HEAD is at the top (comment: "Typo"). origin/master are on the version whose comment is "Notes on redirection.

I pushed to github and HEAD didn't show up there. I understand that I need to made the Typo version my current origin/master. How do I do that?

I am the only developer, nobody is going to be affected by any changes. I don't care if the two versions on the dead end (ending in "Notes on redirection") are permanently deleted.

CodePudding user response:

You are currently in a "detached HEAD" state, meaning there is no active branch. You can have your master branch point to you current revision ("Typo") using this command:

git switch --force-create master

After that you can push using the --force-with-lease option. This is required because the push will abandon the two revisions "out and store ..." and "Notes on ...":

git push --force-with-lease

So I did a checkout to an earlier point, and started working again.

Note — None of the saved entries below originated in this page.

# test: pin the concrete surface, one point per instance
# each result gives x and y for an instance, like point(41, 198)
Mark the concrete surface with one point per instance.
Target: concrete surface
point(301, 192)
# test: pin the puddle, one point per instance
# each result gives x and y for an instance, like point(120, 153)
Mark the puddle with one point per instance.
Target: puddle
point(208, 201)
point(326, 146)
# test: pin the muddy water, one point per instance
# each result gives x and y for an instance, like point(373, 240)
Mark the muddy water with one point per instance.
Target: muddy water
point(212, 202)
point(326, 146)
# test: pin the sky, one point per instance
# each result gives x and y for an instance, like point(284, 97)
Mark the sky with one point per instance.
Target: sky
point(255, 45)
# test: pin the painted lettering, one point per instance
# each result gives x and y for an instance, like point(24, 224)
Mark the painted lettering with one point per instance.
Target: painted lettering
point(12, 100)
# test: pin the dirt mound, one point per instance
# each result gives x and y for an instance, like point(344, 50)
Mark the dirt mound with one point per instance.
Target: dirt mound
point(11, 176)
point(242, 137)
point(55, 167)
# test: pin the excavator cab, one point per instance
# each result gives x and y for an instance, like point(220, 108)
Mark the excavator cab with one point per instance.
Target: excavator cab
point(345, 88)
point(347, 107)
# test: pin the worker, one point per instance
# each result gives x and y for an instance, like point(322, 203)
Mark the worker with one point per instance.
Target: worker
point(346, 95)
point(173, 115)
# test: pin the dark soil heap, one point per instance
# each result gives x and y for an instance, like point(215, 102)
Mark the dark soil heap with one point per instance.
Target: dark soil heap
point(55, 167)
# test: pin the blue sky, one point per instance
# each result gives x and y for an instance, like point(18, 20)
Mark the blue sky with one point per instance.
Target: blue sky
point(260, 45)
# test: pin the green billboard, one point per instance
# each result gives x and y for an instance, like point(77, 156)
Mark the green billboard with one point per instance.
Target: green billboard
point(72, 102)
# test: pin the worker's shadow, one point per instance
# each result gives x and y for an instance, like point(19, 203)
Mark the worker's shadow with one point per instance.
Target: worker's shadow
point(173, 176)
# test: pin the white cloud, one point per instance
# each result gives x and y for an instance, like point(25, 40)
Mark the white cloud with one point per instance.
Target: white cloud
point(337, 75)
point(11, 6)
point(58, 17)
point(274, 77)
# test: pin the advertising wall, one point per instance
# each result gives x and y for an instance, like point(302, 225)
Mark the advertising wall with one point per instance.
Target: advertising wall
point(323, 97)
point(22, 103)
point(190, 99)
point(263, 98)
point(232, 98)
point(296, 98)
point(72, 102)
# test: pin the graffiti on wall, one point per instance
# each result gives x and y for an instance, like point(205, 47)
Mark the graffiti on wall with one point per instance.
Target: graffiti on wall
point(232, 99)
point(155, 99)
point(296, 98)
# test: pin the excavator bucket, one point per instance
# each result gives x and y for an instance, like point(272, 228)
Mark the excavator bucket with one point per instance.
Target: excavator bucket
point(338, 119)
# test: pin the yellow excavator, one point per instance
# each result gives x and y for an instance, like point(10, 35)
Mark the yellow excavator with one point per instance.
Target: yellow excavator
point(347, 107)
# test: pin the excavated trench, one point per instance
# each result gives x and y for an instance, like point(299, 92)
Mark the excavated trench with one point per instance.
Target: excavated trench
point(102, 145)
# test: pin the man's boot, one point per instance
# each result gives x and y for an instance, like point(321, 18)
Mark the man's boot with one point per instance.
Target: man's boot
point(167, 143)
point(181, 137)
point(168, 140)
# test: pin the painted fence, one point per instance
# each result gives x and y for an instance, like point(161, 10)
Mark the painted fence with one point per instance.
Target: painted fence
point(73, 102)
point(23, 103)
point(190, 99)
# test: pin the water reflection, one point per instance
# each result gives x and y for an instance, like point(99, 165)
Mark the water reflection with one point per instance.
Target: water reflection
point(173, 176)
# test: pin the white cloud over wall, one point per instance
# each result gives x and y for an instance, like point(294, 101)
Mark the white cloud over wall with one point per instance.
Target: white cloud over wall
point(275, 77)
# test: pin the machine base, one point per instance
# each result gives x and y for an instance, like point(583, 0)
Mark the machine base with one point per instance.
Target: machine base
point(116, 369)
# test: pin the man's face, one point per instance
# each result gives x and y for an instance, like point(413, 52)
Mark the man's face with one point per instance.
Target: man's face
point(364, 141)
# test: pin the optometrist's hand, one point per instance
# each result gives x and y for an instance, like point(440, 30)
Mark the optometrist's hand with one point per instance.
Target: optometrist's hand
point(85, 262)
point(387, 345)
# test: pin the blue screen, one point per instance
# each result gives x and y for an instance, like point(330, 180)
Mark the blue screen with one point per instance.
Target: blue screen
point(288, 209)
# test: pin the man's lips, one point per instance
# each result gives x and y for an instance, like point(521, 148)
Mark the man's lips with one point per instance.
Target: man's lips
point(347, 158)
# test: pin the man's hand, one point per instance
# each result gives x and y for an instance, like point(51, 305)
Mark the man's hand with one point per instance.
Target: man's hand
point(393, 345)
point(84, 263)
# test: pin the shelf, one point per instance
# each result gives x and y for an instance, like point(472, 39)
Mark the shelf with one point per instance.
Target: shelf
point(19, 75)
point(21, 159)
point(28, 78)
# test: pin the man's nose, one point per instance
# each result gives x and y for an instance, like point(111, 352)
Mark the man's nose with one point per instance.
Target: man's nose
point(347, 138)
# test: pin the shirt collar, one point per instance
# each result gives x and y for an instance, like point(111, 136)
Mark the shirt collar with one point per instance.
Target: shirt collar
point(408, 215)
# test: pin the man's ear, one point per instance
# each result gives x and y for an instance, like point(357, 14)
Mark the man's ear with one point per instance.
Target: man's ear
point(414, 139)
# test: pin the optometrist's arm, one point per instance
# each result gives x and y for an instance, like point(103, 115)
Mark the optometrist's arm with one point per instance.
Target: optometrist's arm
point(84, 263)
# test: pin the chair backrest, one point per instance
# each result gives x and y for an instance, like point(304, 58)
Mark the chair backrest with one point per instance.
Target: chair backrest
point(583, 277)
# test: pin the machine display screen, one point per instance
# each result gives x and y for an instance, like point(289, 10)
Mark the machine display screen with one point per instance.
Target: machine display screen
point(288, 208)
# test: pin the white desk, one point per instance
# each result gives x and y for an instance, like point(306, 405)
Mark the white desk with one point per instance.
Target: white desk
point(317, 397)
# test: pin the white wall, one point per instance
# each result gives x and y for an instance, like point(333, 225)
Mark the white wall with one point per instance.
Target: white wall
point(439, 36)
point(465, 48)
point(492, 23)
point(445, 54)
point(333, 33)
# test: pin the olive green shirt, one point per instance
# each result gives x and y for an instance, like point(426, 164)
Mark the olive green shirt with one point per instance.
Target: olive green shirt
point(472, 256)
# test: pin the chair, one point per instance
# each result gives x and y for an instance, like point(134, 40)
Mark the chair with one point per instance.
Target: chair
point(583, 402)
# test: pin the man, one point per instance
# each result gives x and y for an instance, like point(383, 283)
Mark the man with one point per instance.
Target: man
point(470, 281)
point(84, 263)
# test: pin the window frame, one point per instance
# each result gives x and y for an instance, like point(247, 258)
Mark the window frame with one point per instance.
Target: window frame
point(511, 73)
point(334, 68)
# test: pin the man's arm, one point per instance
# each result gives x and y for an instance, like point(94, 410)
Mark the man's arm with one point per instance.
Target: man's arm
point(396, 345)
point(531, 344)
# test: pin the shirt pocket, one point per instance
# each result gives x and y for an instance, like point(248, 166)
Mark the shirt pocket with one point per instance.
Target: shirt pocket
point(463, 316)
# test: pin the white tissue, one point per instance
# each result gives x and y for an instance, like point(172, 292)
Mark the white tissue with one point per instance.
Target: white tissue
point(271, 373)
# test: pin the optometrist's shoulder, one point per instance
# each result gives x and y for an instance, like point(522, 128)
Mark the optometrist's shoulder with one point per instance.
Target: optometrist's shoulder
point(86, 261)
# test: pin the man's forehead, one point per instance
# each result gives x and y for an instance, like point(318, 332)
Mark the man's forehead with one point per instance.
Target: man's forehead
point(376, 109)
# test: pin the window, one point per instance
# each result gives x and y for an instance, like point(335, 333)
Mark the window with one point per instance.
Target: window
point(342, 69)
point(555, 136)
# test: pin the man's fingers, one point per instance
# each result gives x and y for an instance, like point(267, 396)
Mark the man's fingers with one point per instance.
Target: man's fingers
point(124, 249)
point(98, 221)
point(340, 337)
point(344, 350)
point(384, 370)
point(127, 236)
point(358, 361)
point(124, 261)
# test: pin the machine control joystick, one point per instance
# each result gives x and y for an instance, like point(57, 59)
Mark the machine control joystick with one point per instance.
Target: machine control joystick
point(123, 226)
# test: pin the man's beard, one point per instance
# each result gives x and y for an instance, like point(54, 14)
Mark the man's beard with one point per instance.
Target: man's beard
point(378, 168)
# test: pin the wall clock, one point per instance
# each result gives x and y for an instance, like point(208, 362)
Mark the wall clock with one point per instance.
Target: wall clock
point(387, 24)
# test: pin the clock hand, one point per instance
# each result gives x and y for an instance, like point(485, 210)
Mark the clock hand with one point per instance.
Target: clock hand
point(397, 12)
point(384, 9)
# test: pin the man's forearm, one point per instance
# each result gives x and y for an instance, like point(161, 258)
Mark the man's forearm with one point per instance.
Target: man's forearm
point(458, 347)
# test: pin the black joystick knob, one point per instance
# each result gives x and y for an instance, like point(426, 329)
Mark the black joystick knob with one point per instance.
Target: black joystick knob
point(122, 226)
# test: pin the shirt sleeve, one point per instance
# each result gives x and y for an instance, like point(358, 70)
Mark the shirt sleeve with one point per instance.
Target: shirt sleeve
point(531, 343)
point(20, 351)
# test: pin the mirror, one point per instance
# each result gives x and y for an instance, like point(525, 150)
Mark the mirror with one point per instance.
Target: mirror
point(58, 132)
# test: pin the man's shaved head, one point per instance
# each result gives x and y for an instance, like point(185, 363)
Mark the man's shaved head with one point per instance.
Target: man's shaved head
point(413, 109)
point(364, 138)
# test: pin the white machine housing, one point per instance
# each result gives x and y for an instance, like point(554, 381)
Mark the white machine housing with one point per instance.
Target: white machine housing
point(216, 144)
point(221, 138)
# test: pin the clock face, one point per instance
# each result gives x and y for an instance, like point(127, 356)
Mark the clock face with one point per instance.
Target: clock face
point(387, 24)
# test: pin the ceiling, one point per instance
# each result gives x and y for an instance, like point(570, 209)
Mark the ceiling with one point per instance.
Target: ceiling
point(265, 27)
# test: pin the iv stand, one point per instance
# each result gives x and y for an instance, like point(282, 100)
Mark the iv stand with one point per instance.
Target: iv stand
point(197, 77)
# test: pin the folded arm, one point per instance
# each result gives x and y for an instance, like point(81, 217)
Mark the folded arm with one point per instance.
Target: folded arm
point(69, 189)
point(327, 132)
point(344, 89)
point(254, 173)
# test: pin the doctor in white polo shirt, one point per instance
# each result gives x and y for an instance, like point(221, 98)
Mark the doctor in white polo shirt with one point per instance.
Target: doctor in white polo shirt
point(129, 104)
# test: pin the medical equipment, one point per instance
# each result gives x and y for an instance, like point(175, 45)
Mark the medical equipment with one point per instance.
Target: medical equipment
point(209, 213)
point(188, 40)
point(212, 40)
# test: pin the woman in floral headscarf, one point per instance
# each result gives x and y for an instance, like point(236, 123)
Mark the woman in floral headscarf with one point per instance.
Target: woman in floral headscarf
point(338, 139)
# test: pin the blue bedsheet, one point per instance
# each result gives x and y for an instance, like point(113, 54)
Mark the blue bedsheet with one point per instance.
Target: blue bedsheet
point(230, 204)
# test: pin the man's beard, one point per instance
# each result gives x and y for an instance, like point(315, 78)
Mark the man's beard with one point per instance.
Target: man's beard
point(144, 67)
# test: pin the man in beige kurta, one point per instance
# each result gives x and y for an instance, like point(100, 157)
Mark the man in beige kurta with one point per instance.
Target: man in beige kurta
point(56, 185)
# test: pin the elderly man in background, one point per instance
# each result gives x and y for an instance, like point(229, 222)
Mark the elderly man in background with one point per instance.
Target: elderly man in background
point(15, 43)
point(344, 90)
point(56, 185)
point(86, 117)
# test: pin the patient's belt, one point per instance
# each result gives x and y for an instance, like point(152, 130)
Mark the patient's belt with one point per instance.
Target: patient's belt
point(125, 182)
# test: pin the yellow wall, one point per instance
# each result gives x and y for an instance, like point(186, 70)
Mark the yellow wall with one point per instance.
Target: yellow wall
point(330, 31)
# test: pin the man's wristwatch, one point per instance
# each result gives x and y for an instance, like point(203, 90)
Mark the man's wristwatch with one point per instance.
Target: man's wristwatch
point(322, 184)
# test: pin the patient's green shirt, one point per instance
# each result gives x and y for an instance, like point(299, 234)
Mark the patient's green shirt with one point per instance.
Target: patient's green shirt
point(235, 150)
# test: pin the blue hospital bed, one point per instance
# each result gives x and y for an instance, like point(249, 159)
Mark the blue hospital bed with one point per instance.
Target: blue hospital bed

The right command to use would be git reset --hard <commit-ID>. This avoids the "detached HEAD" state. Note that for the first push after that operation you still need to use the --force-with-lease option.

CodePudding user response:

A branch in Git is just a string, a name pointing to a single commit. The way to get yourself back to "More reversion", when you decided you were going down the wrong road, was not to use checkout but rather to use reset --hard, which simply picks up the current branch name and repoints it to wherever you specify.

And you can use that same technique now to fix the problem! First make a branch to hold your place. Then jump back to the master pointer that you accidentally abandoned, and repoint it to where you are now:

git switch -c temp
git switch master
git reset --hard temp

You no longer need the placeholder, so delete it:

git branch -D temp

By the way, this sort of thing is why you should not develop on master — even when you are the only user of the repo. If you had been on an experimental branch when you decided your strategy was a failure, you could simply have abandoned the branch, switched back to master, and started a new branch with a different line of experimentation.